Co-operative Learning is an educational methodology which has been around for the past thirty years but has only come to prominence in the UK since 2000.
According to David and Roger Johnson, the originators of Co-operative Learning, it is mainly an offshoot of 'social interdependence theory'. This can be traced back to the great German thinker of the 1920s and 30s Kurt Lewin who is credited as being the father of action research and the participative group methodology commonly used in training. Lewin's ideas on the importance of co-operation and group learning were extended by his student Morton Deutsch and eventually taken up and applied to education by Johnson and Johnson at the University of Minnesota.
Johnson and Johnson argue that Co-operative Learning works because it encourages social interdependence and facilitates relationships:
Caring and committed friendships come from a sense of mutual accomplishment, mutual pride in joint work, and the bonding that results from joint efforts.

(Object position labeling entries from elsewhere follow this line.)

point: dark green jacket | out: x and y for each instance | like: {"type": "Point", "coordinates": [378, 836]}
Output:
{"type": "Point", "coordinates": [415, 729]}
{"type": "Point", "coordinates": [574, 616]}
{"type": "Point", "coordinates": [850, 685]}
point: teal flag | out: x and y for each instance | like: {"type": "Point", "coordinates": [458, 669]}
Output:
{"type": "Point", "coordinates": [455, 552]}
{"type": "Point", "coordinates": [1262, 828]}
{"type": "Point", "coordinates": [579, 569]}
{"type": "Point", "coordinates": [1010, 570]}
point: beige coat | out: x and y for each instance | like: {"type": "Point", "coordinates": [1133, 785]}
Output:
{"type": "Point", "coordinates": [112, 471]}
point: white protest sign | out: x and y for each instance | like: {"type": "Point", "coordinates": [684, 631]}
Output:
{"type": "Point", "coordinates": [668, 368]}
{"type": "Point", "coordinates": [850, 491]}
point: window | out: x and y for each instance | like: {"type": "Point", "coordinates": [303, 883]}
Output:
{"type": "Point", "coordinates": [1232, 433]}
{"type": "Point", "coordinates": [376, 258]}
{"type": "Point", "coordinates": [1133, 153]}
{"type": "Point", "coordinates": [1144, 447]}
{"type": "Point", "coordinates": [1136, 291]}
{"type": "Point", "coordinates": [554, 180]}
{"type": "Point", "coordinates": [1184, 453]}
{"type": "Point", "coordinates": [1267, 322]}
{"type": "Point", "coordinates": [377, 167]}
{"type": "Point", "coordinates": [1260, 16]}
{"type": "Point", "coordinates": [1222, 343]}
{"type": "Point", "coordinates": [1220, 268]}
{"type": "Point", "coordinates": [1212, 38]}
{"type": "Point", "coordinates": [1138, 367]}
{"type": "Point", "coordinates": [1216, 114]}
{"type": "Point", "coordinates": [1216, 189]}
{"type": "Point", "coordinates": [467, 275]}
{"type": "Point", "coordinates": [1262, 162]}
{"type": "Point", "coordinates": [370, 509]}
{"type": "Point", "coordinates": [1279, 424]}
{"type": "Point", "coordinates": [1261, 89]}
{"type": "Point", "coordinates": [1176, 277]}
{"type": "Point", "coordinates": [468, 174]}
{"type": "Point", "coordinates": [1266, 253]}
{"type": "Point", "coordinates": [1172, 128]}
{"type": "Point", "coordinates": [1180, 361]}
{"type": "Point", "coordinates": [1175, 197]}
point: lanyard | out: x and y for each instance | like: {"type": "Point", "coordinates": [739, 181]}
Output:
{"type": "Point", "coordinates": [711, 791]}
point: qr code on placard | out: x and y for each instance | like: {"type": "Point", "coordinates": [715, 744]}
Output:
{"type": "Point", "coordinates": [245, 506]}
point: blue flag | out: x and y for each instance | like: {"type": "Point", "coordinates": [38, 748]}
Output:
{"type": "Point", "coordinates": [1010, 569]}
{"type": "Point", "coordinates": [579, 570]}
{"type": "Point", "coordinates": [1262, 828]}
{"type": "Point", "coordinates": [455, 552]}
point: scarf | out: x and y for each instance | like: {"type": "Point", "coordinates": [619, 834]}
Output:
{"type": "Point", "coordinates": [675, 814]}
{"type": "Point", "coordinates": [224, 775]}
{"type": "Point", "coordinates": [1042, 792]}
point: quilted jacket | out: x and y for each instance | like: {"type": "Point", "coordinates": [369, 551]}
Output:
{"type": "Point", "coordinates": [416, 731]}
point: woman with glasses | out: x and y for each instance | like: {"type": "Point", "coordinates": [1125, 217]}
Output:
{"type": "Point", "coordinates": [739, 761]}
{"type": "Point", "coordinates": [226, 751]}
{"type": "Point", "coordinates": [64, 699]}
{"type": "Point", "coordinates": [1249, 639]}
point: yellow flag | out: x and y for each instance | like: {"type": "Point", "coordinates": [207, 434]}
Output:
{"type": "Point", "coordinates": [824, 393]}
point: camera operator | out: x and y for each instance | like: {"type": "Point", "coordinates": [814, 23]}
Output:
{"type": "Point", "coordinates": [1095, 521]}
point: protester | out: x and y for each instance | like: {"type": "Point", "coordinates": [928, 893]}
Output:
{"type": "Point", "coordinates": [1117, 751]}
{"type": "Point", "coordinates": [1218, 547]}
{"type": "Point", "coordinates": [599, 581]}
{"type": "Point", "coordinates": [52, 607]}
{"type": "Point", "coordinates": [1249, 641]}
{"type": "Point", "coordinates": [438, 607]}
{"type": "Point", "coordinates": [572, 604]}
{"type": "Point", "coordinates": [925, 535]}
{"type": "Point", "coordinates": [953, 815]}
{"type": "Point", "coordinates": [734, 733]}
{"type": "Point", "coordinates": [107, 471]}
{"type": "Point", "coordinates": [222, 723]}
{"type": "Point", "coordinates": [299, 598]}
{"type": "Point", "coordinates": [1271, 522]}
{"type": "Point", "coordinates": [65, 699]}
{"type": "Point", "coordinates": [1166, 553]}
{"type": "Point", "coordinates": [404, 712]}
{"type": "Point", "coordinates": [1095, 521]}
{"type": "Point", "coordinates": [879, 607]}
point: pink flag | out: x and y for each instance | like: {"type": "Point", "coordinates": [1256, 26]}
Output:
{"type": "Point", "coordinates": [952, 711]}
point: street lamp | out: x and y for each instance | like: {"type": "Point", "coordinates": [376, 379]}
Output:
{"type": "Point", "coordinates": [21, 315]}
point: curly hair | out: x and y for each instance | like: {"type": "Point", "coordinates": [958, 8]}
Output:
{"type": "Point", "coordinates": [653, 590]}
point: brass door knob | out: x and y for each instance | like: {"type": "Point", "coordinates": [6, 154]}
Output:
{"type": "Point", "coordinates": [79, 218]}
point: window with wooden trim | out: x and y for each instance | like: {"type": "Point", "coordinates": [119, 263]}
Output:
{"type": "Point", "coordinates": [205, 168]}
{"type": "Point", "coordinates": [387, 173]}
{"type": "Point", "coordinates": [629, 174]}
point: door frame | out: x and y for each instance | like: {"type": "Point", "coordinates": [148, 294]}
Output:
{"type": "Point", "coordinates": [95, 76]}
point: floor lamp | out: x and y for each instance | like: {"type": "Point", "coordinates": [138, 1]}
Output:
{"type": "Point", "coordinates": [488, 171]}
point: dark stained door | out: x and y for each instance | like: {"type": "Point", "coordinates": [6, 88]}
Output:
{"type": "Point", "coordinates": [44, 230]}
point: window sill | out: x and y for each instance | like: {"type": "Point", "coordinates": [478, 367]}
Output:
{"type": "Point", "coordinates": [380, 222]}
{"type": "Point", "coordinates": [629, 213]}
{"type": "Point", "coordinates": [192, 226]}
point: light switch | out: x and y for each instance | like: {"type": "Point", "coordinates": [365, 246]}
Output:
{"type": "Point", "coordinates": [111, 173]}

The more students care about each other, the harder they will work to achieve mutual learning goals. Long-term and persistent efforts to achieve do not come from the head; they come from the heart. Individuals seek out opportunities to work with those they care about. As caring increases, so do feelings of personal responsibility to do one's share of the work, a willingness to take on difficult tasks, motivation and persistence in working toward goal achievement, and a willingness to endure pain and frustration on behalf of the group. All these contribute to group productivity.
In addition, the joint success experienced in working together to get the job done enhances social competencies, self-esteem, and general psychological health.